I find it interesting how skills like this are often best learned and taught if you just have a teacher start doing it and you try to mimic what they’re doing as they provide feedback and work along side of you.

Sure I could have read tens of pages on rules and tendencies that are associated with other accents, but no one says “I can speak in a Scottish accent” after just reading some rules or even after listening to videos. You have to practice the accent and have someone else help tell you how you are doing by providing you with feedback along the way.

And with the robotic hand (which I’m going to be honest, I had to leave before we finished it), I could have been given the instructions and told to figure it out. If this was the case though, I don’t think I ever would have gotten far past step one due to confusion. Especially since the instructions were only pictures… However, this wasn’t the case, and instead I was working with one of my mentors to put this hand together and he was able to help show and tell me what to do, and I think if I was given the same tools now, I could probably replicate the process we went through.

On the flip side, not actually working hands on with a mentor can often make it really challenging to learn new skills. If you aren’t introduced to something, how can you be expected to try using that skill?

I think this fact exposes a struggle in education. Teachers are always trying to encourage their students to present information in new and creative ways, but people tend to stick to what they know. If they aren’t exposed a little to different forms of presentations, it would be hard to make one on their own.

So what if teachers actually co-created creative presentations. What if a teacher worked with students to write a spoken word piece about how we need to protect the rainforest? What if teachers and students worked together to make a documentary about the life of an artist. What if teachers and students worked together to design an art piece that represents the human rights? What if teachers and students worked together to write a letter about how members of their school community feel about the use of social media in education? What if teachers and students worked together to design an advertisement campaign for why it’s important to have proper safety equipment in science labs?

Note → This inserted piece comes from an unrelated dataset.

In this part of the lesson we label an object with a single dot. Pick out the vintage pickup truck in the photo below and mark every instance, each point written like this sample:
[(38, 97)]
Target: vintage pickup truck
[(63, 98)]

These would all be such cool presentations of ideas, but, while I think it is great to give students freedom, choice, and the ability to wonder and explore, I also think students still need guidance. As humans we naturally copy what we’ve been exposed to and seen other people do. That’s how we learn to walk, and talk, and write our names. We watch. We try. We fail. We repeat. We do. We explore. We teach. We repeat.

Learning is constant– It’s the learning cycle.

So if education wants students to be more creative with presentations, then students need to have more hands on work side by side with experts who can expose them to creative ways to do presentations. Then once they watch, try, fail, and repeat a few times, then eventually they will learn and be able to explore techniques further, and eventually be able to teach and lead others as well.  (And presentations aren’t the only things that this mindset can be applied to.)